Constitucional, mas incoerente

É característico em ano eleitoral que diversos ensaios saltem das gavetas mofadas de autores diversos, escritores e pensadores, tratando da importância do pleito eleitoral. É, sem dúvida, um tema de interesse coletivo e que, a meu ver, não perde campo com o tempo. Muito pelo contrário, deve ser discutido, pensado e repensado sistematicamente. E aí que vai a crítica; não somente em ano de pleito. E acredito que mais do que a abordagem das preferências e rumos partidários, da importância do exercício de cidadania, devemos parar para analisar a contemporaneidade do rito eleitoral. E é justamente nesse ponto crítico que baseio esse ensaio.

Em ano eleitoral, exercemos enquanto povo nossa titularidade de direito no tocante ao poder constituinte ao elegermos representantes legais que atuarão como massa encefálica e matéria-prima pensante do poder legislativo. Quanto a isso, torna-se mais interessante quando pensamos sob a óptica da competência. Elegemos e ainda estamos a eleger representantes que serão responsáveis, mais do que pelo rumo social e econômico que o Brasil vai tomar nos próximos anos, pela criação e recriação do ordenamento jurídico que nos permite viver em sociedade.

Nesse sentido é que vem a dúvida quanto à incongruência do que fazemos. Como sociedade, e para a manutenção da sociedade, necessitamos de um norte que balize as ações das pessoas enquanto cidadãos e quando no desvio de conduta, da menos grave à mais perniciosa, procuramos por aqueles que de formação têm competência para aplicação das leis que regem as relações entre os homens. E ressalto a importância do conhecimento da ciência em questão, para a aplicação justa e em benefício dos bons costumes.

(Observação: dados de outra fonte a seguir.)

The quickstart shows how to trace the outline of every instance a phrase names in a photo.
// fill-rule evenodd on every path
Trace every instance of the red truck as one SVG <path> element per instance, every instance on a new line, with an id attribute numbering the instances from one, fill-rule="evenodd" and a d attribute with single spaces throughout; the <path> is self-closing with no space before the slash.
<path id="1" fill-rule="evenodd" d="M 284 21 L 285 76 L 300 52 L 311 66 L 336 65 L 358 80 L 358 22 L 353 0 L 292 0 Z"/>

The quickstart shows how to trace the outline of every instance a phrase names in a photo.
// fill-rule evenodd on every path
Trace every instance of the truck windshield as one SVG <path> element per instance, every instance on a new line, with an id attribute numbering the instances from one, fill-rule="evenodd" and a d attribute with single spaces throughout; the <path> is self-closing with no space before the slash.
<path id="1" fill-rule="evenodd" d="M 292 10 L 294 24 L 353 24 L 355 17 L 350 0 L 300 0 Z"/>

Entretanto, vale lembrar que os responsáveis pela elaboração dessas normas que regem tais condutas precisam necessária e, basicamente, serem letrados. Isso mesmo, aqueles que elaboram e que definem o que é lícito e o que é ilícito precisam não mais que a mera e básica alfabetização. Insistimos em justificar que a democracia se faz nesse sentido, com acesso a todos. Ledo engano. É importante pensarmos na falta de sentido que há quando estabelecemos que seja justo que quem cria seja leigo e que quem aplica entendido. É sabidamente uma prerrogativa garantida na Constituição Federal segundo Art. 14, §4. Entretanto, devemos repensar na contemporaneidade da sua aplicação.

Falta mutabilidade na interpretação da norma. Daí nos vemos, por conta dessa interpretação, em meio à dúvida se o candidato a deputado federal pelo estado de São Paulo é ou não alfabetizado, tendo como justificativa da sua legibilidade a entrega, no prazo ainda de dias, de uma carta escrita a punho solicitando sua candidatura. É realmente essa qualificação que precisamos? Acaso nos satisfazemos quando em uma clínica médica somos atendidos por uma secretária em vez do clínico?

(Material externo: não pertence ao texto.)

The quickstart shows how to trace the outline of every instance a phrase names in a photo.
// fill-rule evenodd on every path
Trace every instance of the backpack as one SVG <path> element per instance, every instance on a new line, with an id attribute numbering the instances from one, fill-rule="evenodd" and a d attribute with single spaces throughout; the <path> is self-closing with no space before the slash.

Ou numa oficina de automóveis nos contentamos com os serviços do clínico ao invés do mecânico? Ou quando vemos um mecânico à frente de um projeto de construção civil? Obviamente que não tenho por intuito defender a legibilidade restrita de candidatos com ensino fundamental, médio ou superior, tampouco desqualificar em poucas linhas o processo de seleção representativa, principalmente do congresso.

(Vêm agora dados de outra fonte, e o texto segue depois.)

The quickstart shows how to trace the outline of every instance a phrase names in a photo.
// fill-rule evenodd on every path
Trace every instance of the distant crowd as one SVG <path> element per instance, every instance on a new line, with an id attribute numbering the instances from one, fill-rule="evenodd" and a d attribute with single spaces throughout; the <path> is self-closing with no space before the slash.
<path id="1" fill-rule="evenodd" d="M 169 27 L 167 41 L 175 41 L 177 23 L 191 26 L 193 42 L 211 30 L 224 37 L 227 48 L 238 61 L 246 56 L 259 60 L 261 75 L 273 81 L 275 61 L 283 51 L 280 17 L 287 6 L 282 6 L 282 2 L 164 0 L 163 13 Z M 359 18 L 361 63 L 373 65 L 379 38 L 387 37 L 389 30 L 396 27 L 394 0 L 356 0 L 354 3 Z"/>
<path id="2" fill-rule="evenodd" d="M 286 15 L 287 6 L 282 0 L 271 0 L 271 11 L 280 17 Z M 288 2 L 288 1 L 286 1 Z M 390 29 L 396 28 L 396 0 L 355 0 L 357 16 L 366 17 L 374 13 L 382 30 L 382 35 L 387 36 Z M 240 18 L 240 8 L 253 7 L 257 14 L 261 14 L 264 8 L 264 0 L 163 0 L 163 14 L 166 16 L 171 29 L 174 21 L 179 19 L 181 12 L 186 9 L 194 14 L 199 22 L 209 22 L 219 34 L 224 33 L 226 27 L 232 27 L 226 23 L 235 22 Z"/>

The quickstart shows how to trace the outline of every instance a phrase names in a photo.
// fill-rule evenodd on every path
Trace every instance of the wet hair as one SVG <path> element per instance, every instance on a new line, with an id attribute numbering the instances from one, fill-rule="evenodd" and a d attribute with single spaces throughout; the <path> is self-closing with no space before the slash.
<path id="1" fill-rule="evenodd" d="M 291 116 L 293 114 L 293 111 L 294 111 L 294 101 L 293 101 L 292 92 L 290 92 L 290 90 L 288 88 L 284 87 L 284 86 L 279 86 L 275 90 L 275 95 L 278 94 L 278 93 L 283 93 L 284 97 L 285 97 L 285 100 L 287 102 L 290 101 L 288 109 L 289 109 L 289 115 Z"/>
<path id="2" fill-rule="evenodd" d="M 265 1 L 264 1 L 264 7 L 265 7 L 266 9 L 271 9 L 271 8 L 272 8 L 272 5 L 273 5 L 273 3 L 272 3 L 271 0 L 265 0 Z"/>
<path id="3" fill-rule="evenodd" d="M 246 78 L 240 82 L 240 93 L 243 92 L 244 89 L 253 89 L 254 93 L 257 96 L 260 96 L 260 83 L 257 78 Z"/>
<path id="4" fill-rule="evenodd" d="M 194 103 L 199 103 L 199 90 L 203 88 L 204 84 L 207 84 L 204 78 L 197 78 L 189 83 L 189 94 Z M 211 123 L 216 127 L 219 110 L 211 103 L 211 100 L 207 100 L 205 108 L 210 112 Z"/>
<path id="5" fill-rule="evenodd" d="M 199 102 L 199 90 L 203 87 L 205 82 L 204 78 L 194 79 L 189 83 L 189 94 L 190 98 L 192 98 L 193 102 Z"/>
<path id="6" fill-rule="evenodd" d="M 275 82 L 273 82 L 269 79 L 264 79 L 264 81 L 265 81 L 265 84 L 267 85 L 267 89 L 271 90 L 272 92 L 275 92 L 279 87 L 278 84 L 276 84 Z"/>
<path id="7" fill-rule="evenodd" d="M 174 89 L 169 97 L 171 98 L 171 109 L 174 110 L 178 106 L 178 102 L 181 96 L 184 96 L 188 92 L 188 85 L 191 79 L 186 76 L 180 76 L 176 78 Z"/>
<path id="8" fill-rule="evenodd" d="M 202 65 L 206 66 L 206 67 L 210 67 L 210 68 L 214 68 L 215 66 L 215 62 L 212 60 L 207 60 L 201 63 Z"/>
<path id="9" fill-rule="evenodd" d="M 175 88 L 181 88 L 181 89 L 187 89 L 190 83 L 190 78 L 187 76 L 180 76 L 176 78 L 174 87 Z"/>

Entretanto, a provocação que se deixa é outra. A divisão social do trabalho, idealizada por Marx há séculos, é atual hoje quando estratificamos a sociedade para que possamos viver em harmonia, cada qual exercendo aquilo que de melhor sabe fazer. Tal similitude de pensamento e prática não se deveria aplicar também àqueles que labutam à frente da estruturação do ordenamento jurídico, que constitui a coluna vertebral da relação jurídico-política do povo com o estado?